Suez GDF est arrivé en deuxième position pour le prix du public, pour sa responsabilité dans le consortium de construction du barrage de Jirau sur la rivière Madeira, en Amazonie brésilienne, un projet que les ONG dénoncent pour ses "conséquences sociales et environnementales".
Le « Global Award » a été décerné à la Royal Bank of Canada pour son rôle de principal financier des producteurs de pétrole à partir des sables bitumineux. Ces entreprises exploitent " le pétrole brut le plus sale du monde dans la province canadienne de l'Alberta sur une superficie plus grande que la Suisse et l'Autriche réunies" indiquent les ONG.
Enfin, le "Greenwash Award" a été inauguré par une attribution au "CEO Water Mandate" de l’ONU, qui réunit entreprises, ONG et agences onusiennes dans un groupe de travail sur la gestion durable l’eau. Pour les ONG, le CEO Water mandate « est l’exemple même du rôle ambigu des organisations internationales qui permettent aux entreprises de s’acheter une bonne réputation ». « Des groupes comme Nestlé, Coca Cola ou Dow Chemical font partie de ce "club" et prétendent lutter contre la crise de l'eau, mais poursuivent en réalité leur politique de privatisation de l'eau sans tenir compte des normes écologiques et sociales", dénoncent les ONG.

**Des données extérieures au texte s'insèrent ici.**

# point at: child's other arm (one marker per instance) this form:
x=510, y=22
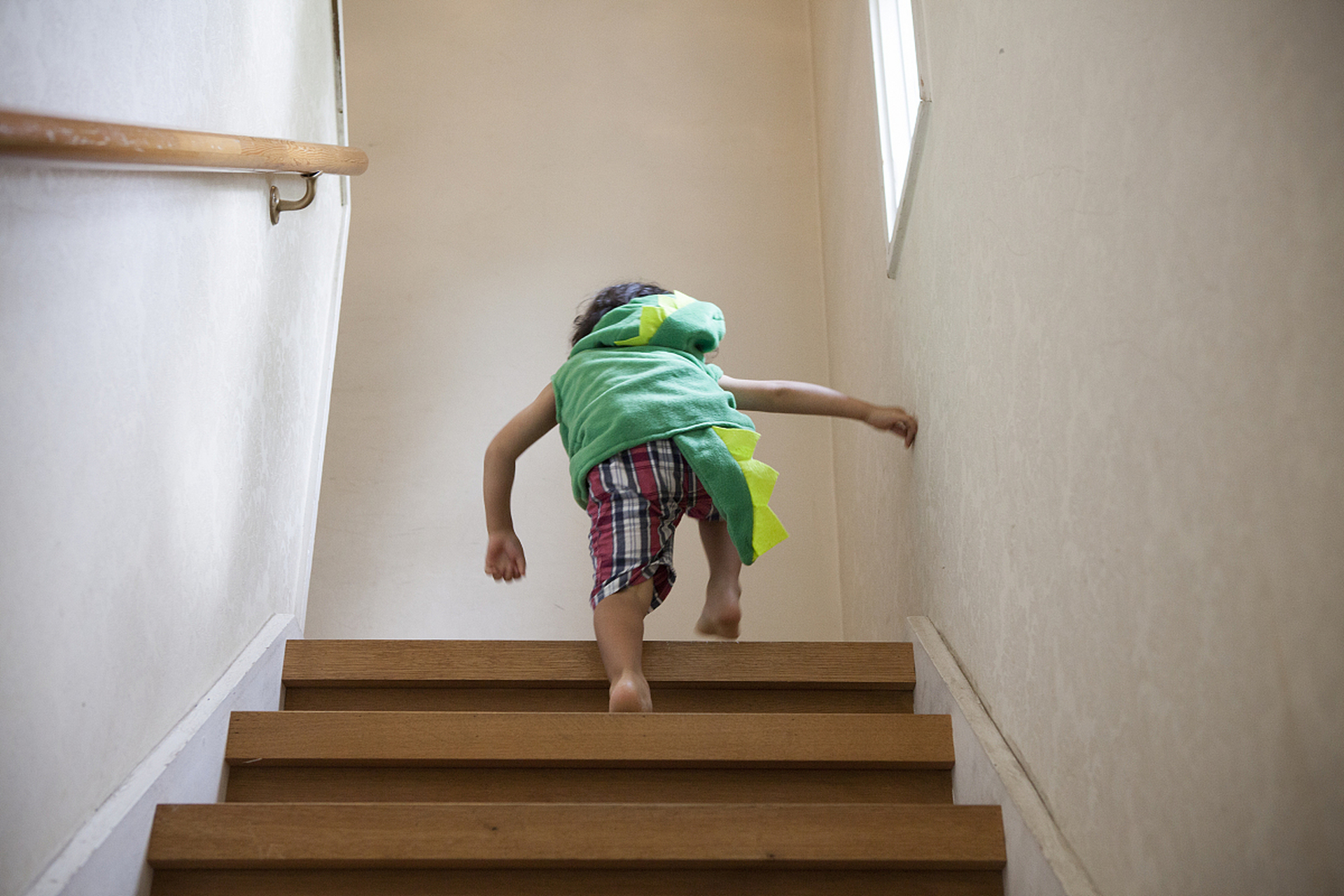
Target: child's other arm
x=504, y=552
x=787, y=397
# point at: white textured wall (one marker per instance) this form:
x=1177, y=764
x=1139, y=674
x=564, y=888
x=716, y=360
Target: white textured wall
x=524, y=155
x=1120, y=316
x=162, y=368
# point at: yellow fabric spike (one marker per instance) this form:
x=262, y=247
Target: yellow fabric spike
x=766, y=530
x=741, y=442
x=675, y=302
x=652, y=317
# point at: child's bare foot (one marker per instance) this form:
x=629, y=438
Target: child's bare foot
x=722, y=612
x=631, y=694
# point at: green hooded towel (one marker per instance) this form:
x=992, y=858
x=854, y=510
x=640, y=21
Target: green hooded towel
x=640, y=377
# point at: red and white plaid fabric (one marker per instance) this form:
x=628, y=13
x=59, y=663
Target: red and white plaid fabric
x=636, y=498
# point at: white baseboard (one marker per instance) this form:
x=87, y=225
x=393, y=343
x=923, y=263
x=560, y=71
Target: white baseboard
x=1041, y=862
x=106, y=858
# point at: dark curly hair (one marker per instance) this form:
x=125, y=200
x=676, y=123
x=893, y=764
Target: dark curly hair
x=605, y=301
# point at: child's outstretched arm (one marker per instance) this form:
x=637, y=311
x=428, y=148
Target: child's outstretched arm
x=787, y=397
x=504, y=552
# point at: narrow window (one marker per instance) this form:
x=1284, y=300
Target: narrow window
x=902, y=112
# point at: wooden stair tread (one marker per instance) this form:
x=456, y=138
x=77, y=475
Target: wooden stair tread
x=575, y=834
x=873, y=741
x=571, y=664
x=739, y=785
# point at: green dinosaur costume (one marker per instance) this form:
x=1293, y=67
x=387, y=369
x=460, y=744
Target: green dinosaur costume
x=640, y=377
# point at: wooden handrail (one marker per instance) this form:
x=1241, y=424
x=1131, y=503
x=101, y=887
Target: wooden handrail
x=112, y=144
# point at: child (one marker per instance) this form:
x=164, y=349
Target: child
x=655, y=433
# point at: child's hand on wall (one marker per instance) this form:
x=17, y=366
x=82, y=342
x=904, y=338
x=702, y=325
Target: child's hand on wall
x=894, y=419
x=504, y=556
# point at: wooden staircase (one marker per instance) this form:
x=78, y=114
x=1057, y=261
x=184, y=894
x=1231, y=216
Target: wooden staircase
x=487, y=767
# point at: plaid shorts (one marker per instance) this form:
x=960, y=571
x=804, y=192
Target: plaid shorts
x=636, y=498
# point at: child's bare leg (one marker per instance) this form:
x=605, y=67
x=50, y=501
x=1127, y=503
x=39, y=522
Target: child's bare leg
x=722, y=598
x=619, y=622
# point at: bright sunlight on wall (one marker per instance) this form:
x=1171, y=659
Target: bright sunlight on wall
x=902, y=111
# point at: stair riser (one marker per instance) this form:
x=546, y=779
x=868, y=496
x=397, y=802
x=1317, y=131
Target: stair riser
x=495, y=663
x=286, y=783
x=575, y=883
x=890, y=741
x=592, y=700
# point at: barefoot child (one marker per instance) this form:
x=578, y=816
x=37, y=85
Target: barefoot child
x=654, y=434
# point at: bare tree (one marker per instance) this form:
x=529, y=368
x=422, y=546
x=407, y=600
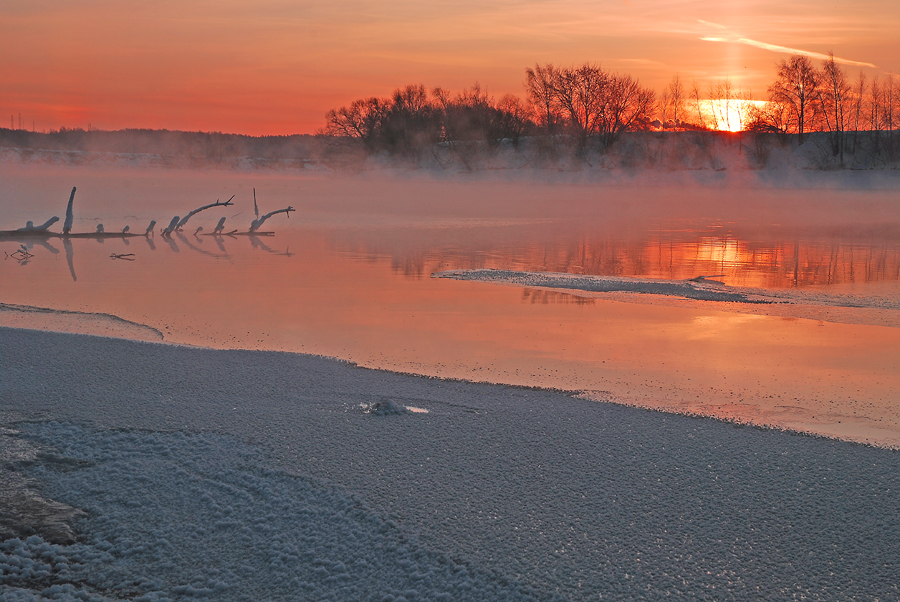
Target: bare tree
x=540, y=85
x=664, y=103
x=796, y=87
x=833, y=96
x=629, y=108
x=362, y=120
x=676, y=95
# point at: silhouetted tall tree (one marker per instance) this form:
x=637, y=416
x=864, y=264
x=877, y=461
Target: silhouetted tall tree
x=795, y=87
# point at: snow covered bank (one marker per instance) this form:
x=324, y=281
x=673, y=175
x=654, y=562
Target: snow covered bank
x=700, y=289
x=256, y=465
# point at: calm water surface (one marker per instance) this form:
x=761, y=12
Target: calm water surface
x=348, y=275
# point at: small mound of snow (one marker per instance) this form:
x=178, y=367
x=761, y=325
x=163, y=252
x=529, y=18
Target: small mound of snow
x=386, y=407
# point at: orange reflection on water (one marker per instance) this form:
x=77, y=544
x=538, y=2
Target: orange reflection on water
x=753, y=261
x=827, y=378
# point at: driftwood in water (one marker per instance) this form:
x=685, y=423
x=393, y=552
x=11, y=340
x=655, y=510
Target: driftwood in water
x=30, y=227
x=70, y=216
x=167, y=231
x=255, y=224
x=184, y=220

Animée par l’actrice berlinoise Julia Jentsch, la cérémonie a accueilli cette année Joseph Stiglitz (par videoconférence ), prix Nobel d’économie, et Jürgen Trittin, ancien ministre de l’environnement allemand - président du groupe parlementaire de l’Alliance 90/Les Verts. "La crise financière durable a mis en évidence de façon implacable les erreurs systémiques du capitalisme tel que nous le connaissions, indiquant ainsi la voie d'une thérapie possible", a estimé le Prix Nobel d'économie dans son discours*. Mais "les fondamentalistes du marché conduit par la main invisible cher à Adam Smith sont à l’affût [et tentent] d’affaiblir la nouvelle prise de conscience politique, "a-t-il ajouté.